Clickhouse: Treatment of NaNs in aggregate functions

Created on 24 Dec 2019  Β·  9Comments  Β·  Source: ClickHouse/ClickHouse

This is how clickhouse (19.16.3 revision 54427) works:

select avg(val), sum(val), count(val)
from (
    select null val
    union ALL
    select NaN 
    union ALL
    select 1
    union all
    select 2
    union all
    select null val
    union ALL
    select NaN 
    union ALL
    select 3
    union all
    select 4
    )

returns

avg(val)|sum(val)|count(val)|
--------|--------|----------|
     NaN|     NaN|         6|

I know that clickhouse is not python, but in python there is heavily used machine learning pandas library which works like the following:

>>> import pandas as pd
>>> import numpy as np
>>> df =pd.DataFrame({'val':[None, np.nan, 1, 2, None, np.nan, 3, 4]})
>>> df
   val
0  NaN
1  NaN
2  1.0
3  2.0
4  NaN
5  NaN
6  3.0
7  4.0
>>> df.val.agg(['mean', 'sum', 'count'])
mean      2.5
sum      10.0
count     4.0
Name: val, dtype: float64
>>>

In clickhouse, if you have just a single NaN value, you cannot calculate avg, sum... anymore.
I believe that clickhouse shouldn't work like that, or at least that there should be an option whether to treat NaN values as nulls or not in aggregate functions.

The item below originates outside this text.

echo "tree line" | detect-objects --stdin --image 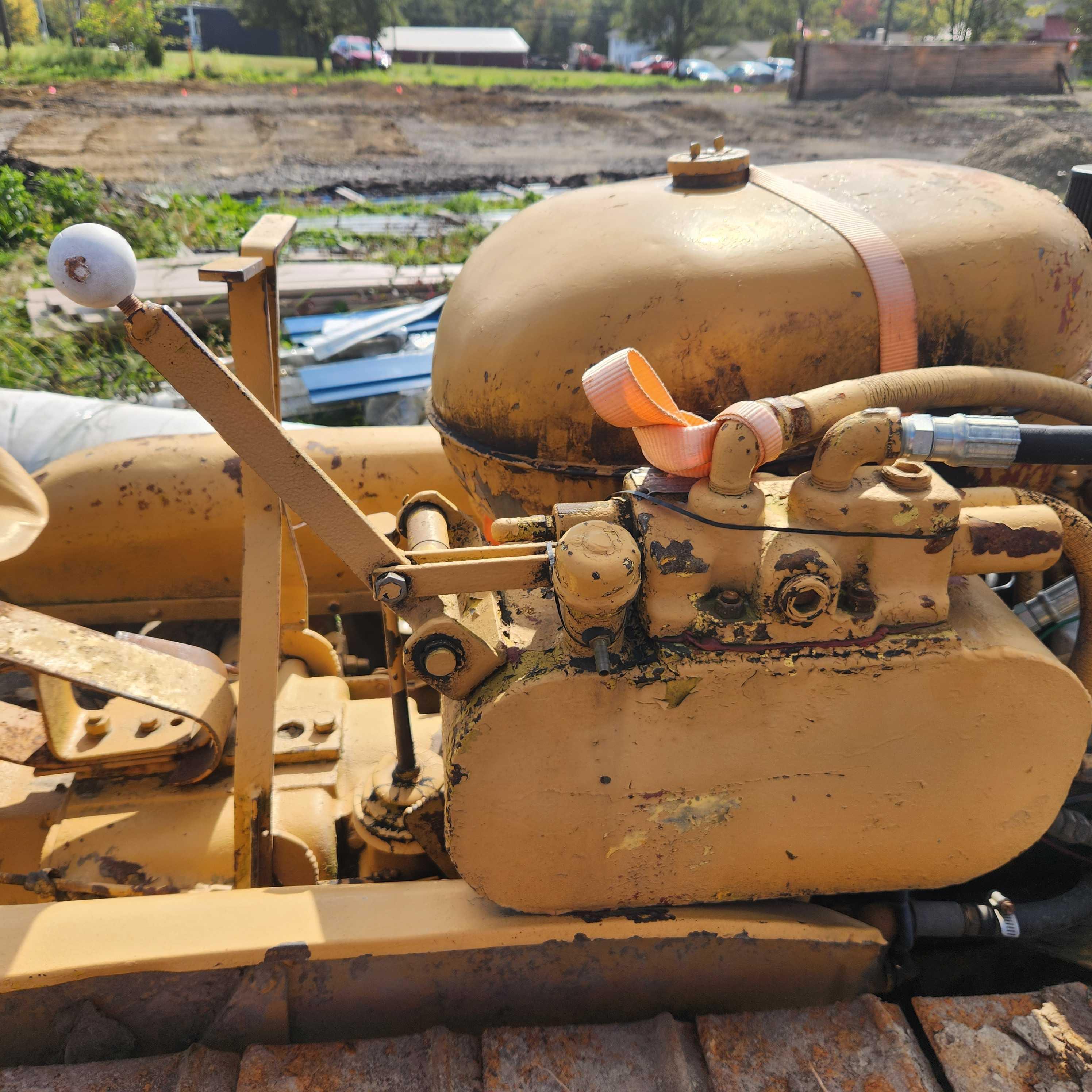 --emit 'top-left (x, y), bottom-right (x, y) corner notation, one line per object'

For now, if I am for example summing sum(x/y) and a single y is zero, sum is NaN.
So, if I want clickhouse to work the same as python, I have to fight with NaNs.
Currently, I am doing something like this:

if(isNaN(expression), null, expression)

which makes everything hard readable.

Is current clickhouse behavior expected?
What is your suggestion how overcame this limitation?
What do you think about python's way of handling nulls/NaNs?
Will NaN behavior for aggregating functions change in the future?

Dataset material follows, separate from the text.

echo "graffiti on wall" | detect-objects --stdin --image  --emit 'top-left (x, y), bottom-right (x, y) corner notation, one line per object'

As I can see, this is not the only one NaN issue (https://github.com/ClickHouse/ClickHouse/issues/6468#issue-480217238)

st-discussion

Most helpful comment

@ghuname You can also use -If aggregate function combinator (https://clickhouse.yandex/docs/en/query_language/agg_functions/combinators/) to ignore NaN values.

Here is a simple example:

WITH arrayJoin([1, 2, 3, nan, 4, 5]) AS data
SELECT
    avg(data),
    avgIf(data, isFinite(data))

β”Œβ”€avg(data)─┬─avgIf(data, isFinite(data))─┐
β”‚       nan β”‚                           3 β”‚
β””β”€β”€β”€β”€β”€β”€β”€β”€β”€β”€β”€β”΄β”€β”€β”€β”€β”€β”€β”€β”€β”€β”€β”€β”€β”€β”€β”€β”€β”€β”€β”€β”€β”€β”€β”€β”€β”€β”€β”€β”€β”€β”˜

1 rows in set. Elapsed: 0.003 sec.

All 9 comments

We cannot just skip NaNs for all aggregate functions. NaNs make sense for any, argMax, groupArray, uniq.

Skipping NaNs just for some aggregate functions looks like unnesessary complexity.
Note that SQL standard doesn't have NaNs (and any other demormals) at all.
MySQL returns NULL for 0 / 0 and PostgreSQL throws exception.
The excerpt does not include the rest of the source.